Sunday, March 28, 2010
Fun at the East Cobb Quilters’ Guild
I just returned from teaching two workshops and speaking to the East Cobb Quilters’ Guild in Marietta, Georgia, near Atlanta. What a wonderful, warm group of quilters! I was invited to teach there after Danielle Morgan wrote me; at the time, I think she was the guild president, and discovered my blog and website. That’s Danielle above with the wonderful dragonfly she created in the thread sketching class I taught on Saturday.
I can’t tell you how wonderfully they treated me; taking me for great meals, helping me schlep all my stuff in and out of several different workshop and meeting sites, helping me set up, helping me sell my patterns, book and DVD, but most of all, helping me out when I got sick. It is hard to be away from home and attempting to be professional when you are sick. Especially sick the way I was sick (I will spare you the details, but you can take my word for it that it wasn't pretty.) Luckily, it was only a 12-hour bug and I was back on my feet in time to speak to the guild on Friday morning.
What a great program chair this guild has in Pam Cornutt. She is a ball of energy, and was unfailingly helpful, organized and cheerful.
After the guild meeting, Linda Christensen came up to me, excited to see my rust-dyed piece. She had been collecting rusty stuff, and after talking with me and finding me to be a fellow admirer of rust, went out to her car and brought back a big box filled with the most marvelous rusty bits. Look at this!
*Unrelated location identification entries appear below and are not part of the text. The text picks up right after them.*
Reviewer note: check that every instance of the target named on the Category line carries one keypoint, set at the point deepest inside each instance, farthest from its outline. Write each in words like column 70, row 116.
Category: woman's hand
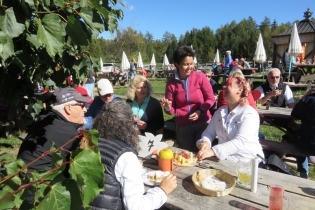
column 204, row 145
column 195, row 116
column 168, row 184
column 141, row 125
column 166, row 103
column 205, row 153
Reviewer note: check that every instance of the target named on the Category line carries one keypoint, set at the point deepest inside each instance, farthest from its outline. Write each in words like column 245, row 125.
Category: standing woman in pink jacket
column 189, row 95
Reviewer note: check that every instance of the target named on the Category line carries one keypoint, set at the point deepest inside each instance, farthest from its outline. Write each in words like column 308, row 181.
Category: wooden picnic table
column 307, row 68
column 301, row 192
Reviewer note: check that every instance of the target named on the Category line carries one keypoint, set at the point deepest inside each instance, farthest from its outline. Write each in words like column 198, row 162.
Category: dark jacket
column 53, row 127
column 153, row 116
column 278, row 101
column 111, row 198
column 304, row 110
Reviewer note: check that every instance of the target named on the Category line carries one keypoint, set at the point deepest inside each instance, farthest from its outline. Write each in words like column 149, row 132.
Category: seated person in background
column 106, row 95
column 244, row 64
column 250, row 99
column 59, row 126
column 123, row 172
column 214, row 85
column 292, row 63
column 304, row 138
column 146, row 109
column 143, row 72
column 280, row 95
column 236, row 125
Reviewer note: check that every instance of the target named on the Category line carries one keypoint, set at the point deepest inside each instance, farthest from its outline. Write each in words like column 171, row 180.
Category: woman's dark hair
column 115, row 122
column 182, row 52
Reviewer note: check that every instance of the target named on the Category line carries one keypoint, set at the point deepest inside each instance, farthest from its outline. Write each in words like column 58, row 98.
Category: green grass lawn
column 9, row 147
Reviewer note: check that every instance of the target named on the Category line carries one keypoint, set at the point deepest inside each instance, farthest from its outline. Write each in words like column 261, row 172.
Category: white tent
column 139, row 63
column 165, row 61
column 153, row 63
column 295, row 47
column 101, row 64
column 124, row 62
column 260, row 53
column 217, row 57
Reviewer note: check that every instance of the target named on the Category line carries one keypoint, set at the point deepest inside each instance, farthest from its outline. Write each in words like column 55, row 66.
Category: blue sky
column 179, row 16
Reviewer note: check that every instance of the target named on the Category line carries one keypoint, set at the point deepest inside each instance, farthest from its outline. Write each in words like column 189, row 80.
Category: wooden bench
column 282, row 147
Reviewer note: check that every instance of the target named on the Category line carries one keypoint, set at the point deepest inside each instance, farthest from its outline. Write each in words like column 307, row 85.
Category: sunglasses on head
column 78, row 104
column 275, row 77
column 107, row 95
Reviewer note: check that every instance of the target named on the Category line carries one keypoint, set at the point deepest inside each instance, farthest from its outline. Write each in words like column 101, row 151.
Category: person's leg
column 302, row 164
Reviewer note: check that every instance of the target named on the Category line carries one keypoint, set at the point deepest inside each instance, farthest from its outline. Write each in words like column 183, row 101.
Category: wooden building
column 306, row 30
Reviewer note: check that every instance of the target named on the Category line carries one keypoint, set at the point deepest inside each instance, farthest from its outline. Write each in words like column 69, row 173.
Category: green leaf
column 51, row 33
column 9, row 25
column 81, row 167
column 59, row 3
column 7, row 46
column 58, row 198
column 32, row 39
column 75, row 27
column 9, row 202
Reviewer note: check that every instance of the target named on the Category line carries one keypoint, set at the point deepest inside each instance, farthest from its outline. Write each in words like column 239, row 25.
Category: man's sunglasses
column 107, row 95
column 78, row 104
column 276, row 77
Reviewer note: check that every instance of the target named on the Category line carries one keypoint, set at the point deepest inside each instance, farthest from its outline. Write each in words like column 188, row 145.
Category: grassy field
column 9, row 147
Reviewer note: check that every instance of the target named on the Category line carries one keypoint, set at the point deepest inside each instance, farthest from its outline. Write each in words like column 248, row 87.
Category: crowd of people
column 202, row 115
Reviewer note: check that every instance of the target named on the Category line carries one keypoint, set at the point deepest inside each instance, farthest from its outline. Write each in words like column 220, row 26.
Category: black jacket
column 153, row 116
column 278, row 101
column 53, row 127
column 110, row 151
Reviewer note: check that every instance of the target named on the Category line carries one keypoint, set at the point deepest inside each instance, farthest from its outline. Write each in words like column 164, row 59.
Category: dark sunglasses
column 276, row 77
column 78, row 104
column 107, row 95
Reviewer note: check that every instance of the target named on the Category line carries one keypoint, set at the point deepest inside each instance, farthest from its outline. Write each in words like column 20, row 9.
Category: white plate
column 158, row 173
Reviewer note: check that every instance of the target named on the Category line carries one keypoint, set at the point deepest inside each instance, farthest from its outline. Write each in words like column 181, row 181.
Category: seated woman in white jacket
column 236, row 125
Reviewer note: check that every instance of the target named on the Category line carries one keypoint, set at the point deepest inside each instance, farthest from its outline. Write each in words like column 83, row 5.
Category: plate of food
column 154, row 178
column 185, row 159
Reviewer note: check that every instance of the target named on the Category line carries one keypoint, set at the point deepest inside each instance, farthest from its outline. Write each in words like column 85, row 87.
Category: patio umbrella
column 101, row 64
column 165, row 61
column 295, row 47
column 260, row 53
column 139, row 63
column 217, row 57
column 153, row 63
column 124, row 62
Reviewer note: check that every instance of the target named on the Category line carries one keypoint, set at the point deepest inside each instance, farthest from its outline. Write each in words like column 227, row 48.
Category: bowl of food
column 213, row 182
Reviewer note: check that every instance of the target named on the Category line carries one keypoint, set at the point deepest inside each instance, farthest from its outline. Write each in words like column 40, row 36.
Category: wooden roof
column 303, row 27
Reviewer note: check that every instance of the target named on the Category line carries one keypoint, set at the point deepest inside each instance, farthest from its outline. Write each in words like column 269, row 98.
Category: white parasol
column 101, row 64
column 165, row 61
column 153, row 63
column 217, row 57
column 260, row 53
column 295, row 47
column 139, row 63
column 124, row 62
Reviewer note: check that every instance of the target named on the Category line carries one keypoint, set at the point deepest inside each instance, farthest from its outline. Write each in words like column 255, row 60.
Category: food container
column 223, row 176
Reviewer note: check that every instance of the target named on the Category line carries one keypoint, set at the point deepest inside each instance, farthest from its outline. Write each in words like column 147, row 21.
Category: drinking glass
column 276, row 197
column 244, row 172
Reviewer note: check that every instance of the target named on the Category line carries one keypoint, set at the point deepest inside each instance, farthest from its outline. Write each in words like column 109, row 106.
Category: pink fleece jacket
column 188, row 96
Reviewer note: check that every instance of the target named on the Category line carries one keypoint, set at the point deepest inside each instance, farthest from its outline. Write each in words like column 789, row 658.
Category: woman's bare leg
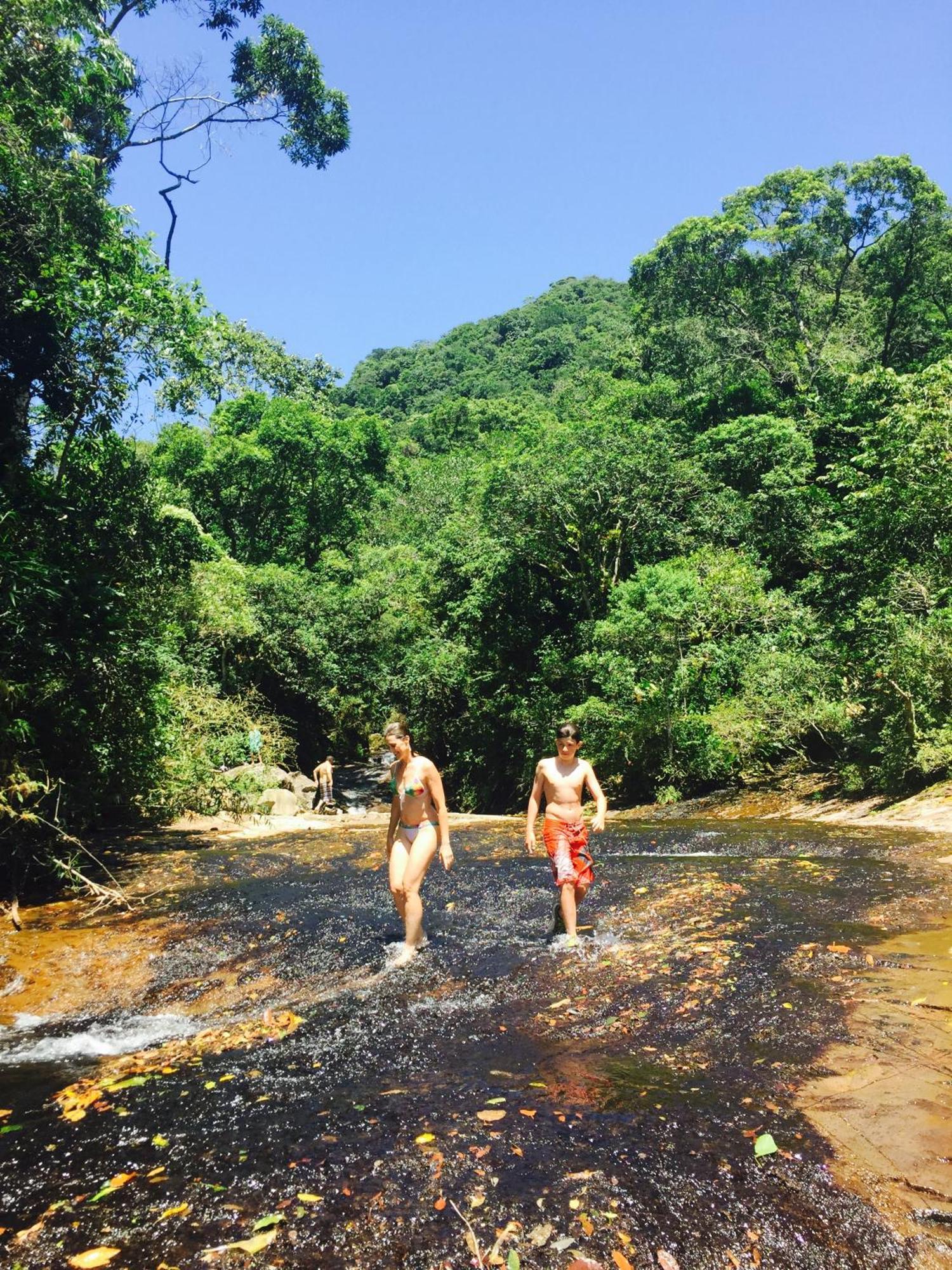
column 399, row 858
column 422, row 853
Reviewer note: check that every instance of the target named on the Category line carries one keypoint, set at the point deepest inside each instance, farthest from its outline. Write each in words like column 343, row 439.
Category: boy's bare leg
column 572, row 899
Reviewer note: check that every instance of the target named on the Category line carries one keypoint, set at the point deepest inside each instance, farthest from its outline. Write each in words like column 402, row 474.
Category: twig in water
column 474, row 1244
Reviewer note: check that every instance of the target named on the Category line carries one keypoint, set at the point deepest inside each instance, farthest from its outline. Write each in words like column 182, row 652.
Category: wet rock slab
column 601, row 1103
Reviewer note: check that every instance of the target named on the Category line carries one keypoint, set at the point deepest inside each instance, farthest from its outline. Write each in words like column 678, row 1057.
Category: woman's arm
column 435, row 787
column 394, row 813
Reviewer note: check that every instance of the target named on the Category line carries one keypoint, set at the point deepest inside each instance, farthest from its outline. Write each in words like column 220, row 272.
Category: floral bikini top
column 414, row 789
These are scraps from a metal stamping company. Wow, wow, wow! Thank you, Linda! I wish I had time to work with these right now, but they might have to wait until I get some big projects finished up. (After I took this photo, by daughter came in and said, “Those are interesting rusty things on the kitchen counter, Mama… you have had a tetanus shot lately, haven’t you?”)
Asking students to complete evaluation forms after I teach a class is something I started to do recently. I’m so glad I decided to do it, because I’m getting wonderful feedback from my students. Most of them gave my two classes and my teaching good marks, and that was reassuring. But the constructive criticism and suggestions were invaluable. It made me wonder why more teachers – and more guilds, for that matter – don’t make teacher/class evaluations a regular thing.